Van Cortlandt Park And The Filtration Plant

by Anne Schwartz, Jun 23, 2003

In a close early-morning vote just before the end of the legislative session, New York State lawmakers approved the use of a section of Van Cortlandt Park for a controversial water filtration plant. In doing so, they broke a long tradition of going against the wishes of the legislator representing an area -- in this case, Assemblymember Jeffrey Dinowitz -- in turning parkland over for a non-park use. If Governor George Pataki signs the bill, it will put in motion a deal worked out between the Bloomberg administration and Bronx politicians to build the $1 to 2 billion facility underneath the park's Mosholu Golf Course in exchange for $243 million of park improvements in the Bronx.

The bill the legislature passed will not permit construction of the plant until the city completes a supplemental environmental impact statement on siting and running the facility in the park, which is like closing the barn door after the horses have escaped. The review is highly unlikely to conclude that two possible alternative sites would be preferable, although it may lead to better mitigation at the Van Cortlandt site. It would not consider a fourth site Assemblymember Dinowitz recently proposed, under the Major Deegan Highway in his district.

The law also requires the city to issue a Memorandum of Understanding, ratified by the City Council, identifying how much money will be dedicated by the city to "acquire and/or improve" Bronx parks and providing a list of eligible projects.

The city is under a court order to filter the part of its water supply coming from the Croton Reservoir to assure the safety of the drinking water.

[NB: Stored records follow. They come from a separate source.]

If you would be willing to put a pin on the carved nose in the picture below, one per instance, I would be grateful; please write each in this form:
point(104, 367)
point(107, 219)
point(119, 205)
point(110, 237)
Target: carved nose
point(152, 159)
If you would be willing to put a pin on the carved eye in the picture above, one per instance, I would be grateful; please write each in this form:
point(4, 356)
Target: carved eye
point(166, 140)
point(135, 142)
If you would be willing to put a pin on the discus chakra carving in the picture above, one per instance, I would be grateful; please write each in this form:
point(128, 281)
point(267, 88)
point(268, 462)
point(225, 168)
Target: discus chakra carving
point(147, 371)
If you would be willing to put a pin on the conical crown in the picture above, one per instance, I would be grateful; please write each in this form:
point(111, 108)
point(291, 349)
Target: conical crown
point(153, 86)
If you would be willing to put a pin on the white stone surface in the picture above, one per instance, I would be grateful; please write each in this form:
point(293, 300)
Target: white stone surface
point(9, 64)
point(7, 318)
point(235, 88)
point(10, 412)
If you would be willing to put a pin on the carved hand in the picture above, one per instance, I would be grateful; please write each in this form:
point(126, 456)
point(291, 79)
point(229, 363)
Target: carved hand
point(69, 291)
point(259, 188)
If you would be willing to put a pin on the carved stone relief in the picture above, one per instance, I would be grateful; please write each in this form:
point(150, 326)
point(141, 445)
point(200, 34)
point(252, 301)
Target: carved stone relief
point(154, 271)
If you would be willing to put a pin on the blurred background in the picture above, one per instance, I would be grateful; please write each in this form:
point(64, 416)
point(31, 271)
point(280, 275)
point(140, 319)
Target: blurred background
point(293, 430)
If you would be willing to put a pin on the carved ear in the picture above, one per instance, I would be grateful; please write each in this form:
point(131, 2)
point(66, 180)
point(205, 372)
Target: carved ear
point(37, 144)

The city's first attempt to build a filtration plant partly underground in the park, proposed during the Giuliani administration, was derailed when the State Court of Appeals ruled that removing parkland from the public, even temporarily, amounted to a taking of parkland that required state legislative approval.

Under the revised plan by the Department of Environmental Protection, the filtration plant would be smaller and completely underground. As in the original plan, the golf course driving range would close during construction and be rebuilt on top of the plant, although plant opponents question whether this would be possible given the security concerns that have arisen since 9/ll. The golf course would continue to operate during construction, but would displace the open space used by the nearby community.

Parks Commissioner Adrian Benepe said that the plan would provide "the greatest renaissance in Bronx parks since the WPA in the 1930s." He said that the parks department has a long list of projects that could be funded, including ballfields, playgrounds, and greenways, and will be seeking ideas from Bronx communities.

Organized labor has vigorously supported the siting of the facility in the park, although only about 5 to 15 percent of the various union members live in the Bronx and the legislation does not mandate that construction jobs go to city residents.

People who live in the neighborhood near the site, a low-income, ethnically mixed community, are still vehemently opposed to the plan because of the traffic, noise, and pollution that would be generated during construction and the years-long loss of parkland and of a popular after-school golf program. They are also concerned about additional truck traffic and the transport of chemicals to the plant when it is in operation. The communities near the park have had greatly increasing asthma rates in recent years.

Park advocates are concerned about the precedent of taking parkland for an industrial facility, and say that the enviromental "review" as well as a city land use review - should have been conducted first to determine whether the park is truly the best site, and not just the easiest and least expensive one. "Parks are always the cheapest sites if you think of them as free land," said Elizabeth Cooke Levy, president of the non-profit Friends of Van Cortlandt Park.

The advocates are also leery because the city has not yet released detailed plans for the facility and has made no written guarantees about the amount of money promised for Bronx parks and what projects would be included. Cooke said that she thought the parks department is "naive in believing they're going to control how the $200 million is spent."

Groups concerned about development in the Croton watershed question the necessity of building the plant at all, saying that the city should focus on watershed protection or look at newer technologies. They predict that filtering the Croton water would undermine efforts to protect the water at its source. Three major environmental groups had independent experts review the Department of Environmental Protection studies, and concluded that both filtration and watershed were necessary to safeguard the city's water supply.